Savanta ComRes adlı kamuoyu şirketinin Daily Telegraph gazetesi için yaptığı son kamuoyu araştırmasında ise Muhafazakar Parti'yle İşçi Partisi arasındaki puan farkı 5'e düştü (Yüzde 41'e yüzde 36) ve bu Ekim ayı ortasından beri görülen en düşük fark.
TSİ 01:00'de BBC dahil tüm televizyonlar ortak sandık çıkış anketinin sonuçlarını duyuracak. Nihai tablonun ise sabaha karşı netleşmesi bekleniyor. Bu tarihi seçim öncesi İngiltere'nin önündeki senaryolar ise şöyle:
Muhafazakar Parti'nin tek başına iktidara gelmesi
Brexit Partisi lideri Nigel Farage, Muhafazakar Parti'nin 2017'de milletvekili çıkardığı 317 seçim bölgesinde aday göstermedi. Farage'ın bu adımı iktidar partisinin ülke genelinde oy oranını artırmasına yardımcı olacak.

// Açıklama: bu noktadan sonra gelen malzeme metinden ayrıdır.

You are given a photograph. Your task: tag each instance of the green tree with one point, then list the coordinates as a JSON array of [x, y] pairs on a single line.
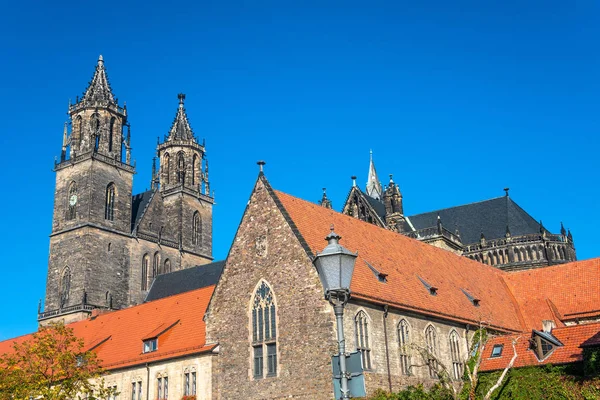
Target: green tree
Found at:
[[53, 365]]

Muhafazakar Parti'nin 650 üyeli Avam Kamarası'nda 2015'te 331 olan milletvekili sayısı 2017'de 317'ye, bu yıl ise Brexit Anlaşması'na karşı çıkan bazı milletvekillerinin ihracı sonrası 298'e indi. Parti iki yıldır ülkeyi azınlık hükümetiyle yönetiyor.

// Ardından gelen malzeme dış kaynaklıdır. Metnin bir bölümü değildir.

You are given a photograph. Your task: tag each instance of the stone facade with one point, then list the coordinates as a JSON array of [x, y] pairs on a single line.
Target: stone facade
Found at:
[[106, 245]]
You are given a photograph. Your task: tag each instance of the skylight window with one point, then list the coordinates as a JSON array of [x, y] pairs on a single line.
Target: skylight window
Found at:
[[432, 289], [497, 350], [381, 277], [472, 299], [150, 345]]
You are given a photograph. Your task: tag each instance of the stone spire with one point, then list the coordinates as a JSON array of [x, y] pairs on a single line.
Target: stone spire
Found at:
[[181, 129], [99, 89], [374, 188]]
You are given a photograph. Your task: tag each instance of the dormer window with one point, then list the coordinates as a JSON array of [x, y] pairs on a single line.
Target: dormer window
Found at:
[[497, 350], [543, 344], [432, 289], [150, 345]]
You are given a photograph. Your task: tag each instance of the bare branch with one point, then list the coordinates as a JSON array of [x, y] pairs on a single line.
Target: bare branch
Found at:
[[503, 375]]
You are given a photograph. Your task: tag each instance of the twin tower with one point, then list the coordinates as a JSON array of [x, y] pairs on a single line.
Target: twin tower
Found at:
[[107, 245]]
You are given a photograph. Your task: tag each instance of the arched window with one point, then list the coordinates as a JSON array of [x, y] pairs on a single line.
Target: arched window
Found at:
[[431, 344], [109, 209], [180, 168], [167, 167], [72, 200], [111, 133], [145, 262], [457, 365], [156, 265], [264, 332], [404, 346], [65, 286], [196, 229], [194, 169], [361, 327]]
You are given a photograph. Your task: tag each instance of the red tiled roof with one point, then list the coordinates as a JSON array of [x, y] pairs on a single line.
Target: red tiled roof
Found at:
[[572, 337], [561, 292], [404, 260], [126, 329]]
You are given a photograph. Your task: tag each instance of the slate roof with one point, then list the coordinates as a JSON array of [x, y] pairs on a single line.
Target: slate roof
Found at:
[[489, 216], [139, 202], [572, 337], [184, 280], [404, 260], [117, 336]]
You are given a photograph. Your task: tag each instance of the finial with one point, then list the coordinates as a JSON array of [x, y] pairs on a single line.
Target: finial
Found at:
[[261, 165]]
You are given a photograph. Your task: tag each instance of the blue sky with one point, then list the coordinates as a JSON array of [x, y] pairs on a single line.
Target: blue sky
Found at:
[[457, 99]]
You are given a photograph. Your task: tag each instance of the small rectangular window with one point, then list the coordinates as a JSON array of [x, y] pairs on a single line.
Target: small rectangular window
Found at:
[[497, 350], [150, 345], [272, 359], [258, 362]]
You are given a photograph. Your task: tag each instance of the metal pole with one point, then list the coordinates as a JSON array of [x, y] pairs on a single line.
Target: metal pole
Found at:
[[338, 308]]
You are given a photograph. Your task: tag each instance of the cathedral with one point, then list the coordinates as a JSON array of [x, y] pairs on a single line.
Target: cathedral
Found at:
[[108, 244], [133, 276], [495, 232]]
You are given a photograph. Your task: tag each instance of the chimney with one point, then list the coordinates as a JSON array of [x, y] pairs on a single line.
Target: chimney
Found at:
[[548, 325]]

Hükümete dışardan destek veren Kuzey İrlanda'nın muhafazakar Demokratik Birlik Partisi (DUP) ise hem May'in hem de Johnson'ın Brexit Anlaşması'na onay vermemişti. DUP, Brexit sonrası Kuzey İrlanda'yı Birleşik Krallık'ın kalanından (İngiltere, İskoçya, Galler) ayıracak her tür gümrük düzenlemesine ve "İrlanda Denizi'nde sınır oluşturulmasına" (Kuzey İrlanda'ya komşu İrlanda Cumhuriyeti AB üyesi) karşı çıkıyor. Zira İrlanda adasındaki çatışmalara son veren 1998 tarihli Hayırlı Cuma (Good Friday) Anlaşması ile İrlanda Cumhuriyeti ve Kuzey İrlanda'nın ortak bir ekonomik pazarda yer alması sağlanmıştı.